Here we go again......apologing in blog after blog about a stupid, meangirl, immature comment that you "regret." Perhaps instead of always having to apologize, you should think about what the hell you are saying. You are far from funny and completely insincere. YUCK!
Tamra, you know that saying cream rises to the top? It was not meant for you. No matter how many layers of makeup or pieces of hair or jewelry you'r wearing, what is inside comes out, and it isn't pretty. Your behavior at the clambake was crass. Just for the record, Vickie has always been prettier than you.
look, Vicki isnt perfect but she is beautiful inside and out, tender hearted and sweet.....hope she stays away from tamara
Eddie is a control freak. Watch out, you may have traded one abusive man for a younger version of same. That said, you are one drama mama. Lay off the sauce and you may be able to have more restraint. Not the time nor the place to have a chat with Vicky at the clam bake.
Tamara - I like you and think you are funny. But you were way over the top in meanness last season to Vicki about Brooks - How would you like that if she did that to you -- oh wait she did- with you and Simon.
leenelvis Let's face it, Tamra rarely has anything nice to say about anyone or anything. She's been exactly the same horrible person since day 1. I'd recommend that you check your standards. I see Tamra as the most mean spirited of all the housewives in all the cities.
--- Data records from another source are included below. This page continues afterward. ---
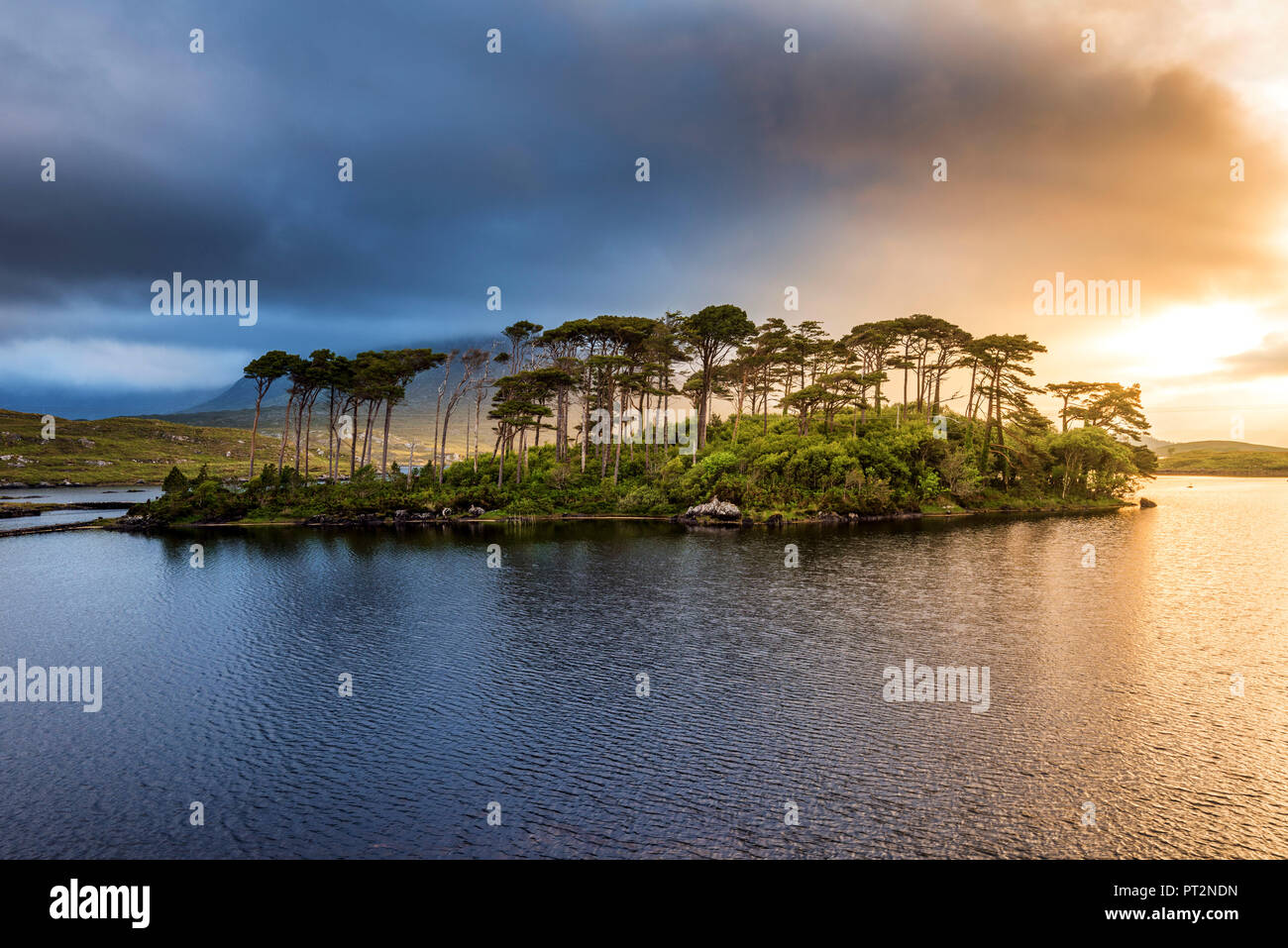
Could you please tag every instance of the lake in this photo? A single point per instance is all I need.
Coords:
(69, 494)
(1149, 685)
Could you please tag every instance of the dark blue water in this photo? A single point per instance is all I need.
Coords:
(518, 685)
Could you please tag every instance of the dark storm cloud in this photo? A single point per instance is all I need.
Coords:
(518, 168)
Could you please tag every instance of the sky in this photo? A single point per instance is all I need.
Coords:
(767, 168)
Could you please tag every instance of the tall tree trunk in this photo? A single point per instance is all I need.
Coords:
(286, 432)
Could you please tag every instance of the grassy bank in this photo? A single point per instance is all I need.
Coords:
(119, 451)
(876, 468)
(1247, 464)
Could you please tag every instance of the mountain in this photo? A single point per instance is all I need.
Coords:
(1214, 446)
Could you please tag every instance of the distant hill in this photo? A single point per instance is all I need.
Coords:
(1260, 463)
(1222, 446)
(412, 419)
(110, 451)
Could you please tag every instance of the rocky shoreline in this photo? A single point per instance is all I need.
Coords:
(715, 513)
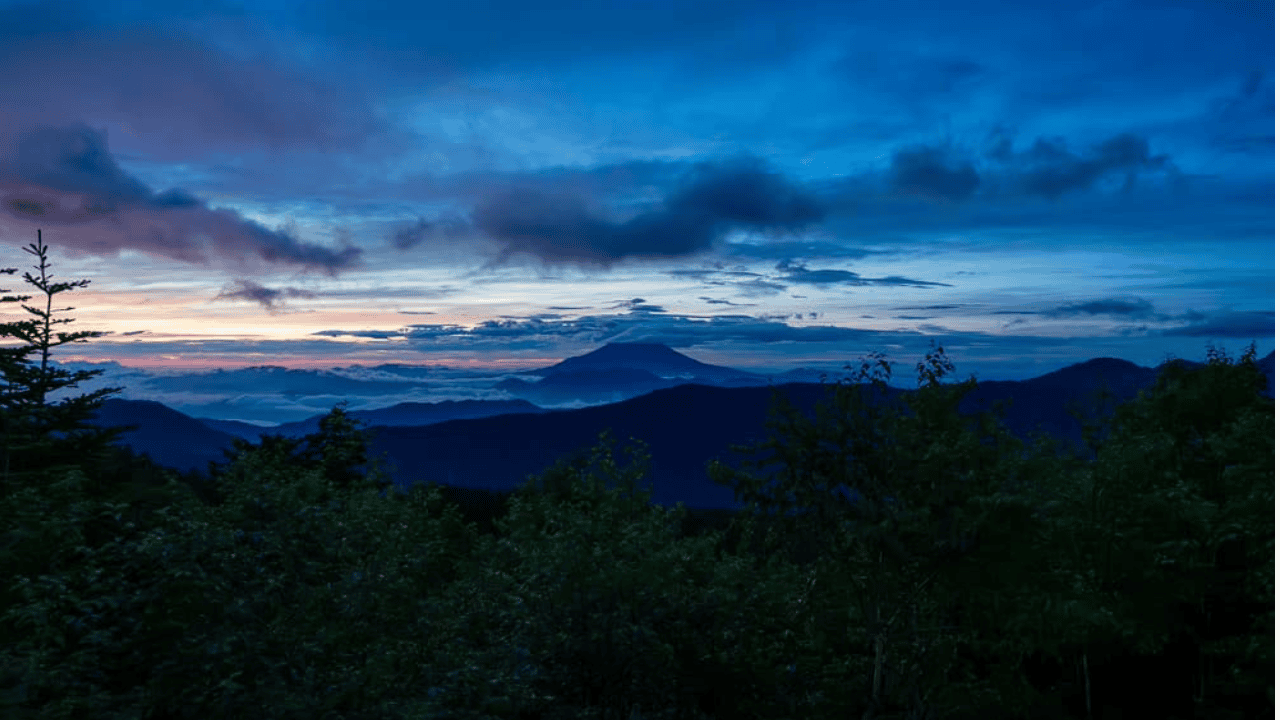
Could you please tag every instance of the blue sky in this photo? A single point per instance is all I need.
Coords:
(755, 183)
I'm so happy that you and Gretchen are now friends. I've enjoyed you on the show more than ever now that you two are buds! Both of you just light up the show :) Congrats to you and Eddie and may your wedding planning be a lot less stressful than mine was! Looking forward to the season :)
Passion8Lily Are you serious? This absolutely has to be a joke! They give a wholr new definition to mean girl.
Passion8Lily Really? I don't get it. I never even got where people thought she was funny. At best, she tried to imitate Bethany Frankel's wit (even mimicing some of her phrases) and couldn't pull it off.